In Iran, peaceful protests are taking place in defiance of government leaders. They are now deemed “illegal.” One Web site reports Iranian police and militia are clashing with “terrorist groups."

The stories from Iran are heartbreaking and downright scary. And, it’s difficult to tell the truthful stories from the fake ones. The Iranian government took steps to stop the flow of information, but it continues to trickle out through Internet sites, cell phones and Twitter.
The more I read, the more I wonder if I would have the courage to do what the protesters are doing right now. The protesters are taking to the streets not knowing whether they will return home or not.

I’ve had the courage to step up to the plate in the past. I’ve done it as a journalist and as an advocate for a family member, but I’ve also done it in the Land of the Free and Home of the Brave.

I don’t understand all the political parties in Iran or what happened on Election Day.  I don’t think as a nation we can meddle in everyone’s political process.  But, I do understand human suffering and I wish it would stop. I admire the protester's courage for taking to the streets.  I hope I would do the same under similar circumstances here.
What would you do?

After I wrote this, I checked CNN. It's Monday in Iran and the state-run media reports that the Guardian Council rejects the claims of voter irregularity. Of course, they do acknowledge that the number of ballots cast in dozens of cities exceeded the number of eligible voters in those areas. 

Saturday, June 20, 2009

Why did it take two days to watch The Proposal?
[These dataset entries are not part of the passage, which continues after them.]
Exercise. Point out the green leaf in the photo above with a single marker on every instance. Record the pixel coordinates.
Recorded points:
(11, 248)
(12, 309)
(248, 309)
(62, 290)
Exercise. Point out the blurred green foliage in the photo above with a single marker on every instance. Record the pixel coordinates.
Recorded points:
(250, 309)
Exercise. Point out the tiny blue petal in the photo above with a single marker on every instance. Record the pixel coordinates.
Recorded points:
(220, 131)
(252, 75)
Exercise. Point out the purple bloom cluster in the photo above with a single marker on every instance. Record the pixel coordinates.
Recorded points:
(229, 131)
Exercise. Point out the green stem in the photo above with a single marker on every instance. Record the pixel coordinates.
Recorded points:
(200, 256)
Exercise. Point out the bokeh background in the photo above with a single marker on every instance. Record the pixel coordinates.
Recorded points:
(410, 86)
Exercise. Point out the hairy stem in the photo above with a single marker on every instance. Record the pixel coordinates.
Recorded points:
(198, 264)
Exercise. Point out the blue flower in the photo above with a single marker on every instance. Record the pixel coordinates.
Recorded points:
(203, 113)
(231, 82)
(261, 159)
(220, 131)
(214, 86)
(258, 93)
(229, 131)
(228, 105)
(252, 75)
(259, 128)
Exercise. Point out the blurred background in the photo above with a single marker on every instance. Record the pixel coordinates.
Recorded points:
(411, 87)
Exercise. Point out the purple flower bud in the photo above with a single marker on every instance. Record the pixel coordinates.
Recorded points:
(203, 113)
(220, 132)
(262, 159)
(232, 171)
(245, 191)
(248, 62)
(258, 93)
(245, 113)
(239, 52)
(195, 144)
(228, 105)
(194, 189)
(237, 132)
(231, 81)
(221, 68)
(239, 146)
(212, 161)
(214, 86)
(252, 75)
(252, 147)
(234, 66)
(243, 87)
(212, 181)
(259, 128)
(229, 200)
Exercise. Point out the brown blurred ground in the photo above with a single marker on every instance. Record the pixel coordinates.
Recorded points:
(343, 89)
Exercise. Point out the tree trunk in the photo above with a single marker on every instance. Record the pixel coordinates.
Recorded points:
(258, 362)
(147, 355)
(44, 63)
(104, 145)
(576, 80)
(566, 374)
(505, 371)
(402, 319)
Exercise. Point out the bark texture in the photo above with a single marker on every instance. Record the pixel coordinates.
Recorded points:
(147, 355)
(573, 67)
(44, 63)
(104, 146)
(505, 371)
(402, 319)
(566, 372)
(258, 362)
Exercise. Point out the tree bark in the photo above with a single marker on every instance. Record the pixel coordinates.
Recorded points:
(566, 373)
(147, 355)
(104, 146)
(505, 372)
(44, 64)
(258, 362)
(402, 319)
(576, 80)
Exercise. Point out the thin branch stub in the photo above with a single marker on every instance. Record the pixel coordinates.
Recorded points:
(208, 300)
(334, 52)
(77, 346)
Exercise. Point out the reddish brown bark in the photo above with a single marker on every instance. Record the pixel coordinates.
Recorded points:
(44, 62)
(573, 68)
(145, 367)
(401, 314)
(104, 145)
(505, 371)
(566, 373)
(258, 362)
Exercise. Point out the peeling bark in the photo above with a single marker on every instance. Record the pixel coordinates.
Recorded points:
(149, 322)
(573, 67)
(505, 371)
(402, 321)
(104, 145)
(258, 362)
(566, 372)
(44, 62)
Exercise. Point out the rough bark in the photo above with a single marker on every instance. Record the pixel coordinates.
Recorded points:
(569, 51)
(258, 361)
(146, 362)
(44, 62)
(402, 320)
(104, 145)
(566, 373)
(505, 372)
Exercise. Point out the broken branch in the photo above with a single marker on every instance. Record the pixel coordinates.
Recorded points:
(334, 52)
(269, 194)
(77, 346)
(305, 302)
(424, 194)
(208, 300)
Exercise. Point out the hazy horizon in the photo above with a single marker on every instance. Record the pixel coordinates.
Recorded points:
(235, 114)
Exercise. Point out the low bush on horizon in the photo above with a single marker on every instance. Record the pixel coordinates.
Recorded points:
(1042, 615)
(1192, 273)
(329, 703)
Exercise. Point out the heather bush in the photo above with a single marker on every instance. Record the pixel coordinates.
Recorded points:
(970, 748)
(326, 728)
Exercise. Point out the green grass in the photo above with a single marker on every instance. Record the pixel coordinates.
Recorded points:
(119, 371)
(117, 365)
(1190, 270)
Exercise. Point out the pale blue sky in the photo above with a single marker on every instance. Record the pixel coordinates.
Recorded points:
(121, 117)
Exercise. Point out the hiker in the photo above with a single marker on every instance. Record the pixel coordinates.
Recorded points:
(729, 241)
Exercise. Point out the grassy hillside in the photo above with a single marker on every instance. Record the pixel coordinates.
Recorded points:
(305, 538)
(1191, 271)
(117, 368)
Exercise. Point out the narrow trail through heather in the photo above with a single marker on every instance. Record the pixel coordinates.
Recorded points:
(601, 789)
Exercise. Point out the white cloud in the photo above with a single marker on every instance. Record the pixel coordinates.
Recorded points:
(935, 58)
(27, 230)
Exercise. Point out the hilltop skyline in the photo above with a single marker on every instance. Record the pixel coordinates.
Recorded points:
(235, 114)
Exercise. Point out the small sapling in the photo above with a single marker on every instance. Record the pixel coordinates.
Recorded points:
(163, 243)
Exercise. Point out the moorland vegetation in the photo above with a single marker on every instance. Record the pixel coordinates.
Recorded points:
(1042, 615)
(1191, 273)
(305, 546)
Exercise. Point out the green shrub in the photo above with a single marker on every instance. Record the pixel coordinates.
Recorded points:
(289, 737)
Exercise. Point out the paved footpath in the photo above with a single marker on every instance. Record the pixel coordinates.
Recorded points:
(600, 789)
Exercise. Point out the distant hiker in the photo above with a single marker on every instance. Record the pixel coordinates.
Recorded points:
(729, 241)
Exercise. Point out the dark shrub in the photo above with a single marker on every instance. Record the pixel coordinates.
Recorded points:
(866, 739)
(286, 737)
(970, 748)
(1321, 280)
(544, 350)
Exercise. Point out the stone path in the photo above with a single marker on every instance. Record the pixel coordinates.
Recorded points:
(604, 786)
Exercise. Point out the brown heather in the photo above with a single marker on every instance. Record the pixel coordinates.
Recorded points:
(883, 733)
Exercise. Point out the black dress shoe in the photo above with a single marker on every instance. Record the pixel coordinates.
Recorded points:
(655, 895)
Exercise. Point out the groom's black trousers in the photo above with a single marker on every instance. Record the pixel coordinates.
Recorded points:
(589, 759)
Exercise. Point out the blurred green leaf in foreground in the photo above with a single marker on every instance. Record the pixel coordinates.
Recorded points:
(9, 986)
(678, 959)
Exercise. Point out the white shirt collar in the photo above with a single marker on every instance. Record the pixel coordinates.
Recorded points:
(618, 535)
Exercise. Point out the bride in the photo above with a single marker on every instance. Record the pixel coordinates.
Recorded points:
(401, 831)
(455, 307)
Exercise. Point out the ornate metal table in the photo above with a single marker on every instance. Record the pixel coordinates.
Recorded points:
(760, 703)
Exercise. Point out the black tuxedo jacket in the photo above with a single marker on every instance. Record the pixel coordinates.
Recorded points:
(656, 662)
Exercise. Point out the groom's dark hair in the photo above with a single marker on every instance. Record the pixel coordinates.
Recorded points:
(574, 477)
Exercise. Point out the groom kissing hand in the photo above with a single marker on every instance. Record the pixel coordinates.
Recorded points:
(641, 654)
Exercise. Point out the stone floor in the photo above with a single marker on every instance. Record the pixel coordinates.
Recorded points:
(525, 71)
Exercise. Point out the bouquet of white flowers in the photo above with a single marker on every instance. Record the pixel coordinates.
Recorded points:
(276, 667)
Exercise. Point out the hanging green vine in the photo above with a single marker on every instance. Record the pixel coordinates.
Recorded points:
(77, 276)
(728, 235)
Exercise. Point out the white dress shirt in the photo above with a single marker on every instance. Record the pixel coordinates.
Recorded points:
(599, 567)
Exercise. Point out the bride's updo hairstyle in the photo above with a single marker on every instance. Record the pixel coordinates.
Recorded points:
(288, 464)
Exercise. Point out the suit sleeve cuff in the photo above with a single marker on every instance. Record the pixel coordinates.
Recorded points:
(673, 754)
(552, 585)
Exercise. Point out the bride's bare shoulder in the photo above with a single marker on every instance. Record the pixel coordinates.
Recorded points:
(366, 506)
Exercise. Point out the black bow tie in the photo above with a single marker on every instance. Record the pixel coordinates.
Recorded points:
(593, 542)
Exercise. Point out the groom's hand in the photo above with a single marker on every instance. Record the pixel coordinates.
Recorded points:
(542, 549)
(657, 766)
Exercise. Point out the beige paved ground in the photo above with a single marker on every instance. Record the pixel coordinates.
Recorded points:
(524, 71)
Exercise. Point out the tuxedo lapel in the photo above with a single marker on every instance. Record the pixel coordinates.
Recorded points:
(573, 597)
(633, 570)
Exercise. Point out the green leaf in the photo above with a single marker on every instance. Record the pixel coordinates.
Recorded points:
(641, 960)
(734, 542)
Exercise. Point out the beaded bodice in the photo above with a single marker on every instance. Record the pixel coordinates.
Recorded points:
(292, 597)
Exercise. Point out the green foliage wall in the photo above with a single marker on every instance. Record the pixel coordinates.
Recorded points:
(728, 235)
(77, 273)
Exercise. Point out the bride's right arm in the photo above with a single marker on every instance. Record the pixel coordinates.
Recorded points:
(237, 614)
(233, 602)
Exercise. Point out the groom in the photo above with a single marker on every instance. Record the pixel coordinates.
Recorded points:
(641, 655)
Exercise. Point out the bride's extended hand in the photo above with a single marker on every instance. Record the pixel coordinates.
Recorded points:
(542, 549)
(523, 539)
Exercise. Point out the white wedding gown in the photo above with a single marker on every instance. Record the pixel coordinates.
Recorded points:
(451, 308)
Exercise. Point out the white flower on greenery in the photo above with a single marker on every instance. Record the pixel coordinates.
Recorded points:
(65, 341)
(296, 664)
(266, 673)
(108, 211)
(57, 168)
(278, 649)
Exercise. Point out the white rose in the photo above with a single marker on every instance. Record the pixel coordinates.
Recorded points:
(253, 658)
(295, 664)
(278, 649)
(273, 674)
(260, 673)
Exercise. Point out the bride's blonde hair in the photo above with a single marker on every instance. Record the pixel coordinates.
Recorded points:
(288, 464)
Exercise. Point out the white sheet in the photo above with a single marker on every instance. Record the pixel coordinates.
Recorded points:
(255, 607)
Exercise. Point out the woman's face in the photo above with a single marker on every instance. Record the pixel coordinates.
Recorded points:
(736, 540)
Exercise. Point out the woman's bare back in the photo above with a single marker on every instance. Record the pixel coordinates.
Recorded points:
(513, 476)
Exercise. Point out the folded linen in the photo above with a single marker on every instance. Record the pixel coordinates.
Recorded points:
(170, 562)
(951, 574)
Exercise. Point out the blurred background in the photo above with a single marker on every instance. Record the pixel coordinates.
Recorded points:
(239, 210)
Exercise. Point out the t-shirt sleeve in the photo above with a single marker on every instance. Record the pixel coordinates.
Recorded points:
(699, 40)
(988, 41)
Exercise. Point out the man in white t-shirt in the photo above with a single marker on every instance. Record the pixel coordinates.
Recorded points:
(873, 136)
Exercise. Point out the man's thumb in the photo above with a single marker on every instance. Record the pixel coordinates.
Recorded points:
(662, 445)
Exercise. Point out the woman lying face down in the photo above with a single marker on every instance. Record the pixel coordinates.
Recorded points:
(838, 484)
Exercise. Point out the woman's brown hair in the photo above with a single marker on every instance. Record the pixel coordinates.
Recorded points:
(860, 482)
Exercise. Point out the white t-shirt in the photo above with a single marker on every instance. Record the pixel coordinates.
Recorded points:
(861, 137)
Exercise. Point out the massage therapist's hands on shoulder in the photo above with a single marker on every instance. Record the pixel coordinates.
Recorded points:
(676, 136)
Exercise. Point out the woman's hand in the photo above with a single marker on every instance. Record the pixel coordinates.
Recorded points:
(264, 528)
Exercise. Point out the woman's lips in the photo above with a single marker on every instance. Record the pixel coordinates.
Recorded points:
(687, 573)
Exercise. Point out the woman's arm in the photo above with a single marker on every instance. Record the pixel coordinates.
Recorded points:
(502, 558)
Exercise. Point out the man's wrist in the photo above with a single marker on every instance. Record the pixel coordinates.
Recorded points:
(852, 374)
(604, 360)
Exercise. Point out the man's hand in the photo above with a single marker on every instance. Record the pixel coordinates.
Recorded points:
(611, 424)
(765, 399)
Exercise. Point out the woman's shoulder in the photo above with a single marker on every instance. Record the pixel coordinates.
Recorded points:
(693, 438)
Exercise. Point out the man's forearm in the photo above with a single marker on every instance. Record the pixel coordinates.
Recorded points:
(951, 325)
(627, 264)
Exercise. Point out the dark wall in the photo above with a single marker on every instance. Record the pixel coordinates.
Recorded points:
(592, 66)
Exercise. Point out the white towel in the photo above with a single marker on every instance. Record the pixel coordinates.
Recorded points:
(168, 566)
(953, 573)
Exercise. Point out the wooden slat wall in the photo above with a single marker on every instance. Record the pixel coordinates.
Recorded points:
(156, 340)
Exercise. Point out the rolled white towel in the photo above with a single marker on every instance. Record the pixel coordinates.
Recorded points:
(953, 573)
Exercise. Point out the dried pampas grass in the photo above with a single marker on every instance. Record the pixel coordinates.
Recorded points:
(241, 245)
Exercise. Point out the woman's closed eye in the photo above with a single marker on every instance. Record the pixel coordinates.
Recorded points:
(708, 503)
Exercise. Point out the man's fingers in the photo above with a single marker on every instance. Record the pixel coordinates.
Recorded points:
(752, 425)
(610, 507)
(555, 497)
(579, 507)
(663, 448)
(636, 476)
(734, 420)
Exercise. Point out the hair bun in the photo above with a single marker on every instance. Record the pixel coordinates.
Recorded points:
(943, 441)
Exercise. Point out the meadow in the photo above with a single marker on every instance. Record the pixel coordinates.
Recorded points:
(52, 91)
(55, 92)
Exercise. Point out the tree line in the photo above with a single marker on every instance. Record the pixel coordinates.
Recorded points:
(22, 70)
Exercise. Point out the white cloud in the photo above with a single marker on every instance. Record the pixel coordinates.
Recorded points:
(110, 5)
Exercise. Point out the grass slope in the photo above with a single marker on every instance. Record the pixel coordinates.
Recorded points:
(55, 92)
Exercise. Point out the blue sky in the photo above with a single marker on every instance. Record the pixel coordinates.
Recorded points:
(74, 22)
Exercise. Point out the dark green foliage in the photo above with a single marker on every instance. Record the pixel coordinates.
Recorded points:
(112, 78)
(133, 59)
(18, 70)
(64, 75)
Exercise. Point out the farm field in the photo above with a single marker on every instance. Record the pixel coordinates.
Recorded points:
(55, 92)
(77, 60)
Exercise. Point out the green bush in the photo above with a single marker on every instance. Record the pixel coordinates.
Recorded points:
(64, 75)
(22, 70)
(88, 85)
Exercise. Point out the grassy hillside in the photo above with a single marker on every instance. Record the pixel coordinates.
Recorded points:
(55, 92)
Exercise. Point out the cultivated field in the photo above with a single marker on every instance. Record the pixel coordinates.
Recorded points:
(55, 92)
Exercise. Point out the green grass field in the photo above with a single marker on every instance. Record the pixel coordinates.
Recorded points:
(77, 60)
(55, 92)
Instead of working on my book proposal on Friday, I decided I should watch The Proposal at the local theater. It’s an advantage of being “underemployed.” During summer months and school holidays, I can watch new releases for less than I can rent them at Blockbusters.
The movie was great, until it happened. The screen went blank and the emergency lights flooded white light throughout the once darkened theater. On a normal day, it’s a bad thing when a room goes dark. In a movie theater, it’s a bad thing when the lights come on abruptly.
I mistakenly assumed there was a problem with the film. Maybe the projector (or whatever they use these days) broke? Maybe someone accidentally hit a button that made the movie stop?
A person made an announcement from the back of the theater. Stay seated and they’ll let us know what’s going on. I was busy texting my husband to let him know I would return home later from my mid-day movie than expected.
The next announcement reported the entire mall was out of power. We were given a rain check. There was no point waiting around for the situation to improve.
In addition to the mall, several traffic lights on the highway were out. Drivers were discombobulated by the police officers’ attempts to keep traffic flowing.
At home, the phone was out. I discovered the problem while trying to reach a doctor’s office, because my husband’s malady hasn’t improved. Thanks to my cell phone I reached a doctor’s office. The office, which is located behind the mall, offered no help. “Our power is out. I can’t access our appointment system,” the clerk told me. He was apologetic. Monday would be the earliest I could get medical help for my sweetie.
I returned to the theater today. The movie was worth the second trip, but I wondered why it took me two days to watch a 108-minute comedy. I checked the Del Rio News Herald for a story about the outage.  
What happened to create all the power outages? A wallet fell onto the floor of a driver’s car. According the newspaper, the driver (the one, who is supposed to be watching the road) decided to retrieve a wallet from the floor of his car. He drove into a guy wire, snapping a utility pole.  Thankfully, there were no reports of injury.  The small grass fires set off by sparks were quickly extinguished.
The driver was careless. His one action to grab that wallet (while driving) affected thousands of people. The impact on others was probably benign like it was in my case: missing a movie’s ending.
It’s a good reminder to me and other drivers that we all need to be more vigilant about our driving. Cars are not toys, but can be deadly. We need to simply drive while in our cars. We also need to wait until the car is stopped to pick up our fallen wallets.